Mali : Rumeurs de putsch, tensions internes, pluie d’arrestations. La junte face à ses propres fantômes

2025-08-14 13:58:00
En l’espace de quelques jours, entre 36 et 40 militaires maliens, dont de hauts gradés, ont été arrêtés dans ce qui ressemble à un vaste coup de filet interne.

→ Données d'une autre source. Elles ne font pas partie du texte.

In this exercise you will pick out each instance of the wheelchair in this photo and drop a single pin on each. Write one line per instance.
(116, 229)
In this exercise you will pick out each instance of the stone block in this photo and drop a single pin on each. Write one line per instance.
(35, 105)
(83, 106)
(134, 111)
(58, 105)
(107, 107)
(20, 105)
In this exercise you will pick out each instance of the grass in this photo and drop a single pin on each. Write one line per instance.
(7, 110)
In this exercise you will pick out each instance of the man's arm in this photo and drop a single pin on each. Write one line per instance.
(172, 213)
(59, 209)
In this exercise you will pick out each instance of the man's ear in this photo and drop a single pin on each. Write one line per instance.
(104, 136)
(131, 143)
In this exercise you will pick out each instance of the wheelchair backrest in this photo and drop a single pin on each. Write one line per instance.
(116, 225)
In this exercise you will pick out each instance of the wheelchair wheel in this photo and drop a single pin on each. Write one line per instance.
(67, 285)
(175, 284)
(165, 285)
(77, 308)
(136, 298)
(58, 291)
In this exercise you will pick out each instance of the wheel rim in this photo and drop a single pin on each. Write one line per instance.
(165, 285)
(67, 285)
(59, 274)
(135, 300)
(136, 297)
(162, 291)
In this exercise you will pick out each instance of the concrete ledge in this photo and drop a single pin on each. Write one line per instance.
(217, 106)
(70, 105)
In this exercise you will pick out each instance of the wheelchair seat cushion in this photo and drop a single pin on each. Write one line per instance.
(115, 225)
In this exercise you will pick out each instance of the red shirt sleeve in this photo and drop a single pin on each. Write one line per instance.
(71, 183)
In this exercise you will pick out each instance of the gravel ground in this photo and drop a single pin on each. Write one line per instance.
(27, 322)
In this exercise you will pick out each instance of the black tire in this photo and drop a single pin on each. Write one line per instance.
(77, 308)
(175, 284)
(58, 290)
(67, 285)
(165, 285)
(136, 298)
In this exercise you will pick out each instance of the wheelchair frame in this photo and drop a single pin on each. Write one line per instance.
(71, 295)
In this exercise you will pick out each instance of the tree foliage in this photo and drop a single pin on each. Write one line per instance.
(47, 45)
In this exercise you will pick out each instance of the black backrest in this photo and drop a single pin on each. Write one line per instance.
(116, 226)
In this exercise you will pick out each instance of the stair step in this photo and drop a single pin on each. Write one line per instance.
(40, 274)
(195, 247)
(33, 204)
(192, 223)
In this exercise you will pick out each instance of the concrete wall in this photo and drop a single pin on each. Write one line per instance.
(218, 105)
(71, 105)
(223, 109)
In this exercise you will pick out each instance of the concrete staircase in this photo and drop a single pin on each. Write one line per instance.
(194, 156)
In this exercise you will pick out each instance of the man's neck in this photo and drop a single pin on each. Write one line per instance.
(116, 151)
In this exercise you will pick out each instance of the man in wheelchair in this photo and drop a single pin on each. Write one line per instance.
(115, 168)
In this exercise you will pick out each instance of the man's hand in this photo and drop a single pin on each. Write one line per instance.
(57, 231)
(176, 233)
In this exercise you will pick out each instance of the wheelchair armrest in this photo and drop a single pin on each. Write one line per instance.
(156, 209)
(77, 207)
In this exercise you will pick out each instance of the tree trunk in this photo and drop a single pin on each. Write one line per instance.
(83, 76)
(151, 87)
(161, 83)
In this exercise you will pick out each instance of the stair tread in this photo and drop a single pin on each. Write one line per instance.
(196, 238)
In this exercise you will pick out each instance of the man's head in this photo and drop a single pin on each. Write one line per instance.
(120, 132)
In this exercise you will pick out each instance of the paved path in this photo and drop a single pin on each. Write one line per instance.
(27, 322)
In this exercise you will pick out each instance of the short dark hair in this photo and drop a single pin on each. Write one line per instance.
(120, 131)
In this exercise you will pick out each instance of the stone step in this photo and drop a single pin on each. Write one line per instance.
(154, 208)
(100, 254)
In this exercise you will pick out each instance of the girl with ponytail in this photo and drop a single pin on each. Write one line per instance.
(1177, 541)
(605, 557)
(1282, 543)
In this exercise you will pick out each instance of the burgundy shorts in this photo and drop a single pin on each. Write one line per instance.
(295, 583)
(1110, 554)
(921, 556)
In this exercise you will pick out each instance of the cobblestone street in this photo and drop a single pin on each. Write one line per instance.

Parmi eux, deux figures marquantes : le général Abass Dembélé, ancien
gouverneur de Mopti, et la générale de brigade Nema Sagara, l’une des femmes
les plus gradées de l’armée malienne, au parcours salué au Mali comme à
l’international. Formée au Mali, en France et aux États-Unis, cette dernière a
participé directement aux combats pour protéger les populations civiles, ce qui
rend son arrestation d’autant plus saisissante. Officiellement, silence radio :
ni l’armée ni le gouvernement ne confirment les faits, mais les confidences en
coulisses évoquent une volonté claire de neutraliser toute contestation dans
les rangs militaires, pilier du pouvoir depuis les coups d’État de 2020 et
2021.
Cette vague d’arrestations survient dans un climat politique verrouillé. En
avril, la « conférence nationale de refondation » a recommandé de confier à
Assimi Goïta un mandat présidentiel de cinq ans, renouvelable sans limite,
tandis que partis et activités politiques sont gelés depuis mai. Sur le
terrain, la situation sécuritaire reste critique : le Groupe de soutien à
l’islam et aux musulmans (JNIM), affilié à Al-Qaïda, multiplie attaques,
enlèvements et contrôle des routes commerciales, élargissant son influence au
Burkina Faso et au Niger. Les groupes armés combinent désormais guérilla
classique et guerre psychologique, entretenant un climat de peur dans les zones
rurales et ébranlant les priorités affichées de la junte : sécurité, intégrité
territoriale et souveraineté.
Depuis son arrivée au pouvoir, la junte a rompu avec ses alliés occidentaux
traditionnels, mis fin à la coopération avec la France et quitté le G5 Sahel,
ouvrant la voie à un partenariat stratégique avec la Russie. Mais cette
proximité, saluée par certains, est vue par d’autres comme une nouvelle
dépendance. L’arrestation soudaine de cadres influents révèle un pouvoir de
plus en plus nerveux, peut-être hanté par la peur de la trahison. Dans une
armée censée être le socle de son autorité, l’apparition de fractures internes
pourrait représenter une menace plus dangereuse qu’un ennemi extérieur.